Teste

teste

quarta-feira, 23 de julho de 2008

Boas Intenções II

Não podia concordar mais consigo. Mas parece me que para lá das boas intenções há o velhíssimo espírito cristão. E o apelo de um crente para prostrar a sociedade a um ideário escasso de substancia. Os vencidos e os vencedores, os cumpridores e os criminosos, os felizes e os miseráveis todos com a fronteira traçada ali pelo meridiano materialista. De todos os ideais, o de fazer o povo feliz é talvez o mais perigoso. Está aberto a todas as abstracções. Leva ao utopismo e ao romantismo – e no fim da linha entra nos pela casa adentro para nos confiscar a liberdade e a vida.
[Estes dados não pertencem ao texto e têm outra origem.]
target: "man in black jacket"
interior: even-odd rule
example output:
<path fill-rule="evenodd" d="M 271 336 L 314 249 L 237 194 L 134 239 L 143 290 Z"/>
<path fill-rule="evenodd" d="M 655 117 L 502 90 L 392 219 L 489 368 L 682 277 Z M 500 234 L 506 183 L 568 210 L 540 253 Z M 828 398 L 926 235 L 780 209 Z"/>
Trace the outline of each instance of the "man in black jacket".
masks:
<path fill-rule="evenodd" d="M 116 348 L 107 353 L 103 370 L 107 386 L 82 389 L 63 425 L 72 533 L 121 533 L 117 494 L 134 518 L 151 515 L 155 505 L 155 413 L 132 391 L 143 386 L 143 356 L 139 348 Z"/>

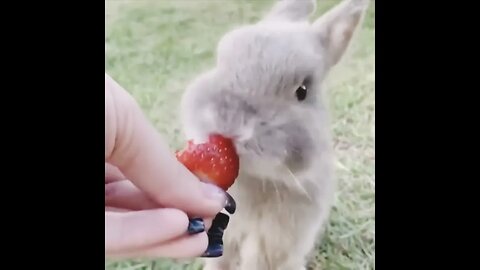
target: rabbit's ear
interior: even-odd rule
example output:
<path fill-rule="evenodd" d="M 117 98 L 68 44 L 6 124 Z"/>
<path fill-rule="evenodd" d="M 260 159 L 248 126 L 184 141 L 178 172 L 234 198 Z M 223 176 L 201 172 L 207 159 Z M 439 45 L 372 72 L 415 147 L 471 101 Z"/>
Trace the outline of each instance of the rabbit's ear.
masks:
<path fill-rule="evenodd" d="M 316 9 L 315 0 L 277 0 L 263 21 L 304 21 Z"/>
<path fill-rule="evenodd" d="M 313 23 L 325 46 L 329 66 L 339 62 L 363 19 L 369 0 L 344 0 Z"/>

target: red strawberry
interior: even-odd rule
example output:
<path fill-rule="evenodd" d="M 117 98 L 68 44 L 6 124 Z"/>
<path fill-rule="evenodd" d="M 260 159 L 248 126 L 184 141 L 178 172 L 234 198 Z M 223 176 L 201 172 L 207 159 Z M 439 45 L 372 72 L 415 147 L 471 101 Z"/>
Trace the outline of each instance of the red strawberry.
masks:
<path fill-rule="evenodd" d="M 233 142 L 221 135 L 210 135 L 202 144 L 187 142 L 176 152 L 177 159 L 200 180 L 211 182 L 223 190 L 230 188 L 238 176 L 239 158 Z"/>

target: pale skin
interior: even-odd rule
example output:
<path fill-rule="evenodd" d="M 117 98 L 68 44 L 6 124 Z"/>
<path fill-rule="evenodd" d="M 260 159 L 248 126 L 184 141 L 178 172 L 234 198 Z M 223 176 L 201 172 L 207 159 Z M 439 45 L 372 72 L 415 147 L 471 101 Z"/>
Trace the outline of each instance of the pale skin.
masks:
<path fill-rule="evenodd" d="M 225 193 L 200 182 L 148 122 L 136 101 L 105 75 L 105 255 L 182 258 L 203 254 L 206 232 L 189 235 L 189 217 L 205 231 Z"/>

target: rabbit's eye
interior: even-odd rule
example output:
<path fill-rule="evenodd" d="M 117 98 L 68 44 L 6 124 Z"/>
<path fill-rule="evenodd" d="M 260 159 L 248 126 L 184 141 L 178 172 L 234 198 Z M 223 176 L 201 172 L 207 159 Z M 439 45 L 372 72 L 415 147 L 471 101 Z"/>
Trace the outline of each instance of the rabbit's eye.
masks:
<path fill-rule="evenodd" d="M 295 92 L 298 101 L 303 101 L 307 97 L 307 87 L 305 85 L 300 86 Z"/>

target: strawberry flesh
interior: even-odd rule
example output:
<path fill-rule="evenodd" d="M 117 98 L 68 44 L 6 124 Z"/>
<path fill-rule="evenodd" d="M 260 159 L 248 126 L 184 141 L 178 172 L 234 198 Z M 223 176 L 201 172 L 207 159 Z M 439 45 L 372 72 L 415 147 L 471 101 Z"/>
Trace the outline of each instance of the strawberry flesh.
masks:
<path fill-rule="evenodd" d="M 210 135 L 208 141 L 201 144 L 187 141 L 186 147 L 176 152 L 176 157 L 201 181 L 225 191 L 238 176 L 240 162 L 235 146 L 230 139 L 218 134 Z"/>

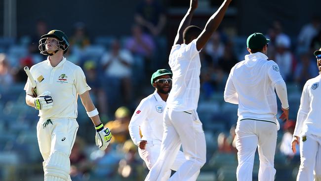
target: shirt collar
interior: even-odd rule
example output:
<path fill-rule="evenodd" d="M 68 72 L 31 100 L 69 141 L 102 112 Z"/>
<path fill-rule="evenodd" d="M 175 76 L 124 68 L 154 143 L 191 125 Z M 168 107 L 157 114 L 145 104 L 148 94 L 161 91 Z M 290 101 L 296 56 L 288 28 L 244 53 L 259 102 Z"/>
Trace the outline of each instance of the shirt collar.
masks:
<path fill-rule="evenodd" d="M 157 93 L 157 90 L 155 90 L 155 91 L 154 92 L 153 94 L 154 95 L 154 97 L 155 97 L 155 98 L 156 99 L 156 100 L 158 102 L 163 101 L 163 99 L 162 99 L 161 97 L 160 97 L 160 94 L 159 94 L 158 93 Z"/>
<path fill-rule="evenodd" d="M 66 58 L 65 57 L 63 56 L 62 57 L 62 60 L 61 60 L 61 61 L 60 61 L 60 62 L 59 62 L 59 63 L 58 63 L 58 65 L 57 65 L 57 66 L 55 67 L 60 67 L 64 63 L 65 63 L 65 62 L 66 62 L 66 60 L 67 60 L 67 59 L 66 59 Z M 46 61 L 47 64 L 48 65 L 51 66 L 51 64 L 50 64 L 50 61 L 49 60 L 49 56 L 48 56 L 48 57 L 47 57 L 47 60 L 46 60 Z"/>
<path fill-rule="evenodd" d="M 268 57 L 268 56 L 264 53 L 262 53 L 260 52 L 257 52 L 256 53 L 246 55 L 245 56 L 245 60 L 255 60 L 259 59 L 267 60 L 269 57 Z"/>

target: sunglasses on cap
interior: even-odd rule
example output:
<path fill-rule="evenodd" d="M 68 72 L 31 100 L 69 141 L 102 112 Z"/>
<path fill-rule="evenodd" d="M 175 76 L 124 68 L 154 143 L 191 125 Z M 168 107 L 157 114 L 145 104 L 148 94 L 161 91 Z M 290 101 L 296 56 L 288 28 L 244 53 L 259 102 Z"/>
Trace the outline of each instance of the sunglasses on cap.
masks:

Sentem-se certos de que ninguém deixaria de ser feliz na bela e perfeita comunidade dos seus sonhos. Sejam quais forem os critérios. Seja a que preço. Qualquer leitura reduzida e subjectiva que ambiciona a arena politica confere ao bom senso, à moralidade publica, ao bom e ao mau, um valor táctico quando não a rejeita sem qualquer hesitação para dar lugar a outra. Acolhe mal algo humanamente inesgotável: o erro, a dúvida, a falibilidade, o infortúnio – enfim, as limitações e contingências de uma determinada sociedade política. Não há perfeição humana e não há receitas à priori. No fundo eles crêem que vêem a sociedade a partir do Olimpo.

12 comentários:

ml disse...

Não consta que os povos antigos fizessem da felicidade de cada cidadão o seu objectivo, mas tentaram à sua maneira uma sociedade equilibrada. O dever de hospitalidade a quem quer que batesse à porta era um dos devidos aos deuses.
Mas os que tinham instrumentos para isso faziam a sua própria felicidade individual, é claro. E é o que acontece ainda hoje, não é verdade?, mas sem o sagrado dever da hospitalidade. Too christian! It smells like heaven.
Cada um por si.


No fundo eles crêem que vêem a sociedade a partir do Olimpo.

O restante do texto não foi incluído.